Uno de los peores síntomas que nos dejó la gripe en su visita en el mes de diciembre no fue el mal cuerpo a causa de la alta fiebre que aparejaba, sino el mal cuerpo que nos dejó evidenciar —una vez más— la mala gestión que sigue sufriendo la sanidad en nuestra zona rural. Si al envejecimiento, que se ha convertido en una seña de identidad para numerosas pedanías y barriadas de nuestro jerez rural, le sumamos un mes de diciembre griposo y añadimos la pérdida del médico de cabecera que visita a los consultorios médicos durante ese mes —como ha ocurrido en San Isidro del Guadalete— el resultado ya no es indignante, sino que empieza a ser seriamente preocupante.

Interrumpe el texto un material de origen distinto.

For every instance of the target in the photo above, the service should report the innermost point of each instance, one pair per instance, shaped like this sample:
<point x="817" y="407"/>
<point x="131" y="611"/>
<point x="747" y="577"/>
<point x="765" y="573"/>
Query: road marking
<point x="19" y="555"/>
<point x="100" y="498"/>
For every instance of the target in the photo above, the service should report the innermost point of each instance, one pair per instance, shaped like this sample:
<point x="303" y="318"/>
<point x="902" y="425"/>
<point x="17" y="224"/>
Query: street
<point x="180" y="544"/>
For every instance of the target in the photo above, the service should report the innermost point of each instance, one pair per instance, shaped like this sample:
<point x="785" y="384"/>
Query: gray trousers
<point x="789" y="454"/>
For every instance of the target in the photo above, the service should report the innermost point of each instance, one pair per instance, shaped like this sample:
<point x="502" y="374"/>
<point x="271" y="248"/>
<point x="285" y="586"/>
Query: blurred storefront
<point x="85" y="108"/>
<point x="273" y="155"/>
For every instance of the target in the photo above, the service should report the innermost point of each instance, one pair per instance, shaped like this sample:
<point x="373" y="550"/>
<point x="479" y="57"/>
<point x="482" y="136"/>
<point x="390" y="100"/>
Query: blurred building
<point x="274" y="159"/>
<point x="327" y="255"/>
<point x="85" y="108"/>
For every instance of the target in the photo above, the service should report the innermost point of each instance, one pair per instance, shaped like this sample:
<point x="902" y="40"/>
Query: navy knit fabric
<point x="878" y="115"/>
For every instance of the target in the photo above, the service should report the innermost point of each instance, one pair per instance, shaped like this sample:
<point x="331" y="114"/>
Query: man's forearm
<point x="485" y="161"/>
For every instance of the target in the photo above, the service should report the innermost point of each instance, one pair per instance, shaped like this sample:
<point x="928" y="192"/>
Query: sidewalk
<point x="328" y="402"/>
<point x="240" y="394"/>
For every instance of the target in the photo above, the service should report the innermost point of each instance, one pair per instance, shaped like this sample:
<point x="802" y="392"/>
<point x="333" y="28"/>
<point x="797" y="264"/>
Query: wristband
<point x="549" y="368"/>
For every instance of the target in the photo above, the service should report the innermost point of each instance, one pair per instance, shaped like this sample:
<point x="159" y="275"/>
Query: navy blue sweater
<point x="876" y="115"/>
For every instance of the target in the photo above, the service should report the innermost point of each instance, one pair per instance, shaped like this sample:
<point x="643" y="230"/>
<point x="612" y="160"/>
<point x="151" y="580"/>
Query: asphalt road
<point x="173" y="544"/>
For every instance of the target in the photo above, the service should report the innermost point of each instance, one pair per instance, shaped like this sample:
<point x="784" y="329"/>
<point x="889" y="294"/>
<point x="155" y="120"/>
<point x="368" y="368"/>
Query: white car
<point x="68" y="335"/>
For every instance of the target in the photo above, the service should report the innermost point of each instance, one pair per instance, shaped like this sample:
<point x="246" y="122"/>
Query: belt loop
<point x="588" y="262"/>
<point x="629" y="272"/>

Preocupante porque el tema no está en el top 10 de la lista de preocupaciones de nuestras administraciones públicas, al revés, es tratado como algo superficial; preocupante también porque no reaccionamos ante tal situación viéndolo como una realidad injusta con la que deberíamos negarnos a convivir y preocupante porque no sé si seremos capaces de transmitir esa  emoción con la que nuestros abuelos y abuelas vivían y defendían la zona rural tan intensamente. ¿Seremos capaces de impregnar ruralidad en nuestra descendencia? Porque en el momento que seamos capaces de transmitir esa emoción estaremos dando un paso para que nuestros problemas estén siempre encima de la mesa y sean asuntos de debate.

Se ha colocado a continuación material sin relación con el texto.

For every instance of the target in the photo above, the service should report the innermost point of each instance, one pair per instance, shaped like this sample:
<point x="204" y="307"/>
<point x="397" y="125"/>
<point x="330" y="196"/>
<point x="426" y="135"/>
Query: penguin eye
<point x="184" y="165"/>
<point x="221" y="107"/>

Nos podemos llenar de datos, estadísticas, gráficos que solo atestiguan lo ya conocido, el abandono progresivo de nuestra zona rural, pero para poder seguir avanzando necesitamos urgentemente un diálogo rural-urbano, urbano-rural. Para poder hacer público cómo queremos que sea nuestra zona rural necesitamos asociarnos y movilizarnos de manera conjunta. En otras palabras, Jerez ciudad no puede seguir viviendo a espaldas de su zona rural.

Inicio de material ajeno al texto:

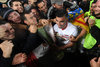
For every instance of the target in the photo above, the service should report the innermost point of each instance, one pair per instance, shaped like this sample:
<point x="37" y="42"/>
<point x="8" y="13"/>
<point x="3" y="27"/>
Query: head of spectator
<point x="31" y="16"/>
<point x="57" y="3"/>
<point x="10" y="15"/>
<point x="92" y="7"/>
<point x="42" y="6"/>
<point x="34" y="12"/>
<point x="16" y="5"/>
<point x="6" y="31"/>
<point x="97" y="9"/>
<point x="30" y="2"/>
<point x="60" y="19"/>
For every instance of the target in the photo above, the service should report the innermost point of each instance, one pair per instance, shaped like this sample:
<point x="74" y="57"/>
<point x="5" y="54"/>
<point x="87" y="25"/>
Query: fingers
<point x="33" y="28"/>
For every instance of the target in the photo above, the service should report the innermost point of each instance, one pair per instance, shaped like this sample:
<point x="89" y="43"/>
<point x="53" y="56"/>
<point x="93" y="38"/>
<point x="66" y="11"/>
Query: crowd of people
<point x="49" y="33"/>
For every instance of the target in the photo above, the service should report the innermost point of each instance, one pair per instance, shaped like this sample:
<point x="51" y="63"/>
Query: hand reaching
<point x="19" y="58"/>
<point x="6" y="47"/>
<point x="33" y="28"/>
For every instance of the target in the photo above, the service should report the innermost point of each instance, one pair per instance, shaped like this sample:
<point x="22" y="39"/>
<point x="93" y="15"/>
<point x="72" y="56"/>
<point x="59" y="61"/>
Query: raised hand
<point x="6" y="48"/>
<point x="19" y="58"/>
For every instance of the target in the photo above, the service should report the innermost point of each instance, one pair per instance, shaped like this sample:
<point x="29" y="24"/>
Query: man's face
<point x="42" y="6"/>
<point x="17" y="6"/>
<point x="6" y="32"/>
<point x="97" y="9"/>
<point x="61" y="22"/>
<point x="15" y="17"/>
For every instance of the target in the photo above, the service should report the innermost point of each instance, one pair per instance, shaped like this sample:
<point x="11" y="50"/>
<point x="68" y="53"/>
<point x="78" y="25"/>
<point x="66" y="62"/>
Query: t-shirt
<point x="66" y="33"/>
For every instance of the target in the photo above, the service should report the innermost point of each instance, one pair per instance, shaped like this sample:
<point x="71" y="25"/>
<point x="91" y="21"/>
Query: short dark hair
<point x="39" y="1"/>
<point x="3" y="22"/>
<point x="61" y="13"/>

No hay buen puerto si uno no sabe hacia dónde se dirige. Si realmente no sabemos cómo organizar nuestro territorio rural, se harán cosas, invertiremos (y malgastaremos) dinero, se pondrán programas en marcha, pero no llegaremos a ningún sitio. Si no somos capaces de entender que las personas del medio rural tienen derecho a tener un modelo de territorio en el que puedan vivir bien y dignamente, este seguirá despoblándose, envejeciendo y lo peor, desmantelándose en servicios básicos para nuestra gente.

Necesitamos una nueva identidad rural, una identidad del siglo XXI. El gran reto es escribir el mensaje por el cual el mundo rural tiene sentido.

Tribuna abierta de Fran Holgado, vocal de Ganemos Jerez en San Isidro del Guadalete.